Doença de Huntington é uma doença hereditária que afeta principalmente o cérebro, levando à morte dentro de pouco mais de uma década.
Não há tratamento para a doença no momento, mas os pesquisadores da Universidade de Lund, na Suécia acreditam que um medicamento utilizado para a doença de Alzheimer pode aliviar alguns dos sintomas.
Doença de Huntington é causada por uma mutação de um gene que a produz a proteína Huntington. Esta proteína influencia uma série de processos nas células do cérebro. O distúrbio aparece pela primeira vez como sintomas como mudanças de personalidade e depressão, seguido pela demência, perda de peso e movimentos bruscos (que é por isso costumava ser chamado de Huntington, coréia - a partir da palavra grega para dança).

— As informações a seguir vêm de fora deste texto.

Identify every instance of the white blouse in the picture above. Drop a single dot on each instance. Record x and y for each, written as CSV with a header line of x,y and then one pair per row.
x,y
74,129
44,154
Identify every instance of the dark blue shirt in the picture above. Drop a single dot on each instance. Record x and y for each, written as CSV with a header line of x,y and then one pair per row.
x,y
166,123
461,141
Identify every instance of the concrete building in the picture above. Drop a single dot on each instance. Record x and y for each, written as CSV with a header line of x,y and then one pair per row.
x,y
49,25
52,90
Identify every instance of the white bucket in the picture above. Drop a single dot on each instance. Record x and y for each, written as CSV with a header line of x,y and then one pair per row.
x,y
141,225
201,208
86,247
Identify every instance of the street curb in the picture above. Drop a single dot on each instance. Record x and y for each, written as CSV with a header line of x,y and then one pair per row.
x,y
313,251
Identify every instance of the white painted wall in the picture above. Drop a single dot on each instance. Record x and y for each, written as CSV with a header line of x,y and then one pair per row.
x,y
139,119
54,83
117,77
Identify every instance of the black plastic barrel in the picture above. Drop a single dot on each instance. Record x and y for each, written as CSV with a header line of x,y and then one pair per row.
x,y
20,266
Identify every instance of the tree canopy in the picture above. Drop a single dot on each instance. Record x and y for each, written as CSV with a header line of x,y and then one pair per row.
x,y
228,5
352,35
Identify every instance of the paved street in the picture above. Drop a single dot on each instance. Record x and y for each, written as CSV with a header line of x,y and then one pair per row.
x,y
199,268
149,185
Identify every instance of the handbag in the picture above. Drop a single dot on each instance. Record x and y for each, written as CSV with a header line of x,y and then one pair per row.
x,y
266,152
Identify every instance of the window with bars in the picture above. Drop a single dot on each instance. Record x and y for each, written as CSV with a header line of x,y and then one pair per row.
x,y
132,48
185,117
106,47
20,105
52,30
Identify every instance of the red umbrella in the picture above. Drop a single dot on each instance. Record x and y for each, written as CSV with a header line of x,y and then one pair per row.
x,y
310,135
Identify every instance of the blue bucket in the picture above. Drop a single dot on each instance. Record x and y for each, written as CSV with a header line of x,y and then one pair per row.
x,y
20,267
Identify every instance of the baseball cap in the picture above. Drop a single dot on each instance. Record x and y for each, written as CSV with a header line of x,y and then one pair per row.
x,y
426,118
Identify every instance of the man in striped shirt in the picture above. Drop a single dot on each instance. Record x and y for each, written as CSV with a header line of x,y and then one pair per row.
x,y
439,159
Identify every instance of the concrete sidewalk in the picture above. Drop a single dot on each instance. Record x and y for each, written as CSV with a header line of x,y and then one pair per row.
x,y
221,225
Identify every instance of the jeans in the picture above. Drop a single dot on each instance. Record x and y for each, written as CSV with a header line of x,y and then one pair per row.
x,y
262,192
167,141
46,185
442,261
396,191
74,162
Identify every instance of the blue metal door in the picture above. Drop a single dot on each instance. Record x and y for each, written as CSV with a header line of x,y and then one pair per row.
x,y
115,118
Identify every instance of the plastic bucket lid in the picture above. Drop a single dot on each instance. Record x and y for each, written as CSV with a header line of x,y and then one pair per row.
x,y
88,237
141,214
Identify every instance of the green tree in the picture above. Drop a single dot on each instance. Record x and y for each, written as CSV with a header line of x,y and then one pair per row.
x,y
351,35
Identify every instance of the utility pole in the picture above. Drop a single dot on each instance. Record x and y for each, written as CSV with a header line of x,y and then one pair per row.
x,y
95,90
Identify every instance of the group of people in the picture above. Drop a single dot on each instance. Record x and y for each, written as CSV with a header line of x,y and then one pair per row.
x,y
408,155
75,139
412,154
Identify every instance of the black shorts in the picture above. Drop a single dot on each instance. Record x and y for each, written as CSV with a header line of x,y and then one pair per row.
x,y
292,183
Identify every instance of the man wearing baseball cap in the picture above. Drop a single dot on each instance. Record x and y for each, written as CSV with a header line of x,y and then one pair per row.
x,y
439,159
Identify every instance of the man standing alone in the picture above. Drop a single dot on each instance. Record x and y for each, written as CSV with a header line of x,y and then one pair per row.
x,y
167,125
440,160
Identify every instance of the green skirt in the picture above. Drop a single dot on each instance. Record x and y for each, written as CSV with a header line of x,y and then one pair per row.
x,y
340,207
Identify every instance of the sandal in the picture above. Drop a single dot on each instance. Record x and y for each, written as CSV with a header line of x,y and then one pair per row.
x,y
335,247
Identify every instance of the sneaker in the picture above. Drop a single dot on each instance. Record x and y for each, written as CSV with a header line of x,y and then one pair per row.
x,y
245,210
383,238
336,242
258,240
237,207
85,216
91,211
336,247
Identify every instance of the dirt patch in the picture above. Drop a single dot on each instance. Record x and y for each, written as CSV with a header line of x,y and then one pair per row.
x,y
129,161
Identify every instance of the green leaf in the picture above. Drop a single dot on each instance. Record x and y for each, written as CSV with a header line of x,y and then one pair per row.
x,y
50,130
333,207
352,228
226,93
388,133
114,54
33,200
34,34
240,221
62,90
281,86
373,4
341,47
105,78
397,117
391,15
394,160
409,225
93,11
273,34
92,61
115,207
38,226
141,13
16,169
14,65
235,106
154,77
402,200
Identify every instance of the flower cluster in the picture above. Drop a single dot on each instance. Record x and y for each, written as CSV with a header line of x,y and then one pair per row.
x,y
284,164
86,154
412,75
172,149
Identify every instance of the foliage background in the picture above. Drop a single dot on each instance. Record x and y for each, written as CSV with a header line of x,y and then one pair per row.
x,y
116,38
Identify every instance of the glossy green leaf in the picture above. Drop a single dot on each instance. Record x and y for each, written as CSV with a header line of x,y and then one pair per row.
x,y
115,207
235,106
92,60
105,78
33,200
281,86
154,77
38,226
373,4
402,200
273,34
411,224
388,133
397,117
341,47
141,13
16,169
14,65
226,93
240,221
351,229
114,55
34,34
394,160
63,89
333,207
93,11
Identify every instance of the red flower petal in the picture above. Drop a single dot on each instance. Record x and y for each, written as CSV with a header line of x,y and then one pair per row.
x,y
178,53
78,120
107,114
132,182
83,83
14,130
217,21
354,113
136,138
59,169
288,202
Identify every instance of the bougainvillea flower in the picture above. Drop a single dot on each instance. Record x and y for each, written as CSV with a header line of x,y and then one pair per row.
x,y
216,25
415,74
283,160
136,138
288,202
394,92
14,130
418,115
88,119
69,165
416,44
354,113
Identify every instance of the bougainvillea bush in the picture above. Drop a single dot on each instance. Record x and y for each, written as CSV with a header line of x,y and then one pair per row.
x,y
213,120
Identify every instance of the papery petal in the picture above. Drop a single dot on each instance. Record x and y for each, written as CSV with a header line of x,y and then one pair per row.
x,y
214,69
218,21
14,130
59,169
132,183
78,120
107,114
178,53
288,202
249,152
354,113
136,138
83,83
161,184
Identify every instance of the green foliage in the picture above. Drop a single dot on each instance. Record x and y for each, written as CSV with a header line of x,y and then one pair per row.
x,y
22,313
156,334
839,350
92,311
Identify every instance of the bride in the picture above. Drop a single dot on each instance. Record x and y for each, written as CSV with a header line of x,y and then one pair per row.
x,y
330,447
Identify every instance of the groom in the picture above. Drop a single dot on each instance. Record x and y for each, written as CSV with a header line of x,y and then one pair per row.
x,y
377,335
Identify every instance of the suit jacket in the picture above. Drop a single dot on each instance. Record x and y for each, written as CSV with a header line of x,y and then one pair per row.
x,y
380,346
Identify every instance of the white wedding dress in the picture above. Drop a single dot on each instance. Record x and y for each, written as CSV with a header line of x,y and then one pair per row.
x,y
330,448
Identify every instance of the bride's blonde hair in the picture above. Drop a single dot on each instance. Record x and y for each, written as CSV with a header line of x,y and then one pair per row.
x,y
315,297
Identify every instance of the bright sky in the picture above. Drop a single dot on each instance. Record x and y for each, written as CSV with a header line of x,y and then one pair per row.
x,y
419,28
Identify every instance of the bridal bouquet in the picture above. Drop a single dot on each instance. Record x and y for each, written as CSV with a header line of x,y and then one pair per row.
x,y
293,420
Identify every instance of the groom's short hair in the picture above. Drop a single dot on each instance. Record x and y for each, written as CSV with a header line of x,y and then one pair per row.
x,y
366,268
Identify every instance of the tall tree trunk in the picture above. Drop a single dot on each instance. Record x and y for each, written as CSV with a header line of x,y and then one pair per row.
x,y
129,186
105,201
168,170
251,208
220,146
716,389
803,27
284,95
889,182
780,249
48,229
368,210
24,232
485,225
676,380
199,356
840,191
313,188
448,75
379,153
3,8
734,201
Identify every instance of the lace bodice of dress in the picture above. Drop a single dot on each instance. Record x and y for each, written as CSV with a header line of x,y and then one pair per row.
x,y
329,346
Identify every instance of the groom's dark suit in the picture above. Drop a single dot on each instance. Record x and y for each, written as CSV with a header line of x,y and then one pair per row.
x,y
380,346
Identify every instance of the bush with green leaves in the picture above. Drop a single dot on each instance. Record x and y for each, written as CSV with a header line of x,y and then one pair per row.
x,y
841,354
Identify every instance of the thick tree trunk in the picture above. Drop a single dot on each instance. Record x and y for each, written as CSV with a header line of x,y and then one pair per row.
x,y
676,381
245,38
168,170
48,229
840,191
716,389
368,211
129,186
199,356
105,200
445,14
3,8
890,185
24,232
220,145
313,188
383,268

A equipe de pesquisa em Lund, liderado pelo Professor Patrik Brundin, há muito tem vindo a estudar a doença de Huntington, a fim de elucidar os seus mecanismos complexos. Ruben Smith, um estudante de doutorado no grupo, supervisionado pelo professor Jia Yi-Li, em breve estará defendendo uma tese em que ele estudou um certo tipo de células nervosas chamadas neurônios colinérgicos. Estas células nervosas liberam acetilcolina, uma das substâncias que o corpo de sinal mais comum e importante.
"Anteriormente acreditava-se que essas células nervosas não foram afetados pela Huntington, mas vamos mostrar que sua função é, provavelmente, seriamente prejudicada pela doença", diz ele.
A descoberta abre a possibilidade de neutralizar a doença, reforçando a produção de acetilcolina nas células nervosas colinérgicas. Substâncias que têm esse efeito já existem: são utilizados para tratar a doença de Alzheimer, em que os neurônios colinérgicos são também danificadas.